Where we are is Greece nearing a Eurozone exit, and Italy and Spain facing a possible bailout in a crisis that’s gone global, stalling economic recovery in many countries, including the United States. Growth is slowing even in the so-called BRICs—Brazil, Russia, India, and China—countries with economies that had been booming even through the global recession.
Carrasco says that although experts have some idea of the repercussions of a country like Greece withdrawing from the monetary union—massive capital flight, probable collapse of Greek banks—nobody really knows how bad the crisis will get, or whether it could lead to the collapse of the Euro.
Carrasco says the crisis exposed a major weakness in the European Monetary Union. The lack of a fiscal union allowed several European countries to amass unsustainable public debt with no ability to pay it back, requiring crisis intervention by Eurozone countries—mostly Germany—and the International Monetary Fund. Austerity measures have caused economic stagnation and high unemployment in countries like Ireland, Italy, and Spain. The most significant problems are still in Greece, which is mired in a deep recession and unlikely see desperately needed economic growth anytime soon.
Now, the crisis is exacerbated by voters tired of years of austerity budgets, as reflected in the recent election results in Greece and France. There’s even serious, nontheoretical discussion that Greece may withdraw from the Euro zone, a conversation Carrasco said is extraordinary.
“A year ago, few politicians or policymakers would dare speak openly of Greece’s withdrawal from the Eurozone,” says Carrasco, an international finance expert and director of the UI Center for International Finance and Development. However, he said such a move would probably only push Europe even closer to economic apocalypse (making it appropriate that “apocalypse” is a Greek word).
“I don’t think it’s possible for Greece to withdraw without causing serious disruption in other countries and spread contagion to Italy and Spain,” says Carrasco. If that happens, he said that without additional precautions borrowing costs will likely skyrocket for the Italian and Spanish governments and investors will bail on those countries.

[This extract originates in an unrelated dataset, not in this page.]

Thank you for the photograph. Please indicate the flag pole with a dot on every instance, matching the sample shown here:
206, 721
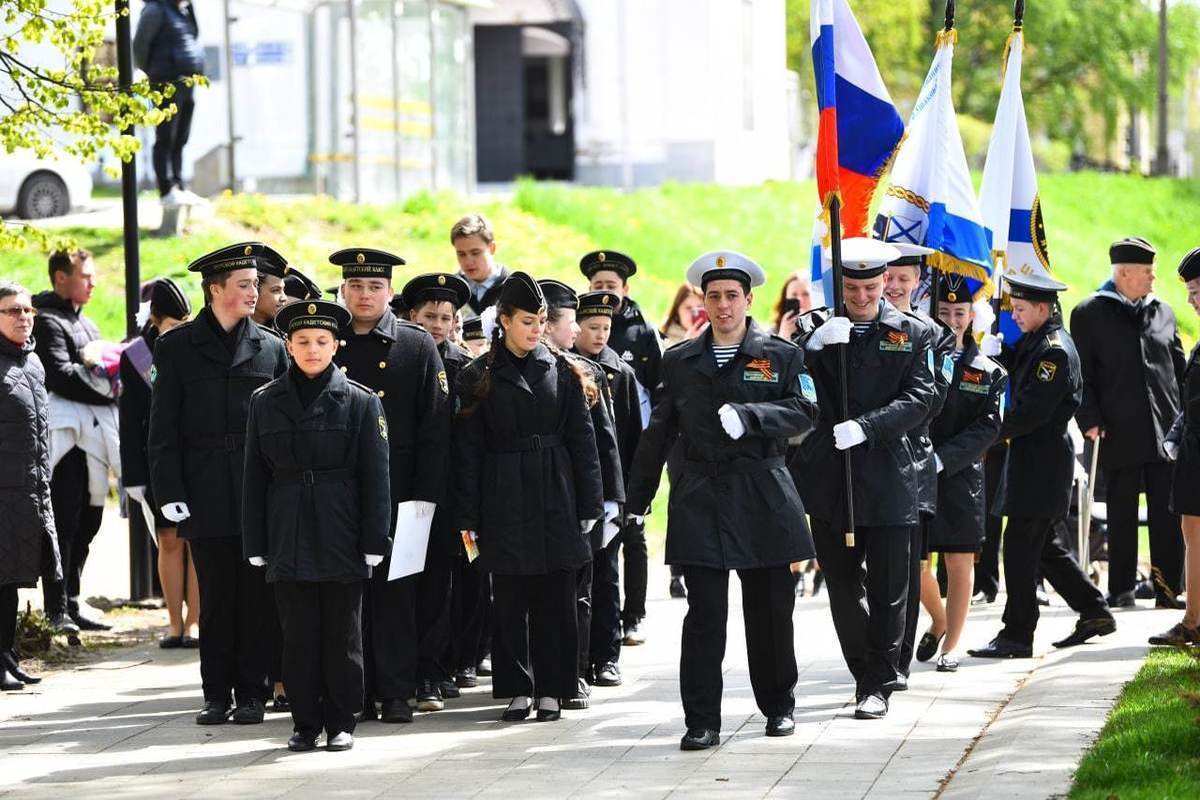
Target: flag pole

“It’s not clear that investors will distinguish between Greece on the one hand and Spain and Italy on the other,” says Carrasco. “They should, because Greece’s economy is much smaller and weaker, but the term “contagion” suggests that investors may act irrationally and follow the herd.”
He says the crisis puts European political leaders in a bind. Do what the investors and EU technocrats want—cut government spending and deficits—and you risk being thrown out of office by voters who are struggling financially and need government assistance to survive. But do what the voters want—restore government spending and increase debt—and investors will flee, slowing the economy further and making it even more difficult to pay off sovereign debt.
“We’re vividly seeing in this crisis how the power of the sovereign state has been diminished by globalization,” says Carrasco. “Politicians can talk about pro-growth policies instead of strict austerity—they actually argue without explaining that you can do both—but in many cases they are restricted in what they can do by international investors. If you scare investors away, what are you going to do? Governments can’t ignore investors.”
What is the ultimate fate of the euro and the Eurozone? Again, no one knows, Carrasco says.
“Although history can tell us something about the demise of monetary unions, we can’t use historical examples to predict with complete accuracy the fate of the Eurozone,” he says.